A Leaf Falls

Kevin sat alone in the dappled sunlight beneath a towering oak tree surrounded by gravestones. He gazed fondly at the sculpture of a young woman stricken with grief. Death, like love, obsessed him. The noonday sun etched deep shadows in the mourning bronze figure that knelt on one knee with her head bowed. Despite being covered with the patina of age, it was lovely in its depiction of sadness. The folds of clothing clinging to her limbs were reminiscent of Greek sculpture and the long hair falling over her shoulders reminded Kevin of Nicole. Everything reminded him of Nicole lately.

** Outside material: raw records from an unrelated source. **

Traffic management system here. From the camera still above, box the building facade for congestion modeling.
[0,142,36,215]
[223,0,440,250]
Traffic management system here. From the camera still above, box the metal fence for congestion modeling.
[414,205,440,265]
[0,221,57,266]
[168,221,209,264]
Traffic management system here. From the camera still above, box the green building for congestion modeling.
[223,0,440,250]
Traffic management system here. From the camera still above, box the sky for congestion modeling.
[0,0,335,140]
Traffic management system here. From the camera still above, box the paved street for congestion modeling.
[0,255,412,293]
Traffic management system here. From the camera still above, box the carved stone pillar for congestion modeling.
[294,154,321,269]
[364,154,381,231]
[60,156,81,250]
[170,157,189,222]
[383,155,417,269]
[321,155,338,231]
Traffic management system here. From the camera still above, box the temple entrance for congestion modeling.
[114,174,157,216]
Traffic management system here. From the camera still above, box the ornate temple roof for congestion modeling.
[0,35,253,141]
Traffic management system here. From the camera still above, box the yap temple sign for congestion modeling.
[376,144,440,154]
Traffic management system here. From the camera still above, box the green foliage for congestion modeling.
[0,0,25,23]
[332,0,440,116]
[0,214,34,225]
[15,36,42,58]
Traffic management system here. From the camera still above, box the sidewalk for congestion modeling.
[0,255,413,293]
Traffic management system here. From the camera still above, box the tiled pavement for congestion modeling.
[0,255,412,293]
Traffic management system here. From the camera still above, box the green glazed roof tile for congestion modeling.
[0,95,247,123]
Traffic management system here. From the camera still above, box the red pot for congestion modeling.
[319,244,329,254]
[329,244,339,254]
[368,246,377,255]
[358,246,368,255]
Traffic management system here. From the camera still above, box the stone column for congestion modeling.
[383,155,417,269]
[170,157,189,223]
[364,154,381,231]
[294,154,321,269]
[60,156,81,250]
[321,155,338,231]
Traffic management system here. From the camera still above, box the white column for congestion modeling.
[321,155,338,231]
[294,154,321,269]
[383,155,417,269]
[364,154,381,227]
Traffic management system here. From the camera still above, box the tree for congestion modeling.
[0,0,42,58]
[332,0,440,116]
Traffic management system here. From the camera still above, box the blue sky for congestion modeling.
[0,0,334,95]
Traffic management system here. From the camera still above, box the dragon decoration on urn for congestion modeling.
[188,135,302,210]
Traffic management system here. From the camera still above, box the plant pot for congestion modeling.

Green Mount Cemetery had once been the favorite burial site of wealthy citizens when it was on the outskirts of Baltimore but it was now surrounded by slums. He was there to write a magazine article about Hans Schuler, the sculptor of the bronze figure. At a recent class reunion a fellow graduate of Johns Hopkins said they had deluded themselves about finding jobs after college. “There are a lot of writing majors out there, churning out copy for ad agencies or trade publications,” he said. Before they parted, he promised that he would recommend Kevin to the editor of a local magazine. To his surprise, the editor called the following week to offer him the free-lance assignment on Schuler. If the article was published, he hoped it would lead to other work. He reached into his backpack for a notebook with the introduction he had written.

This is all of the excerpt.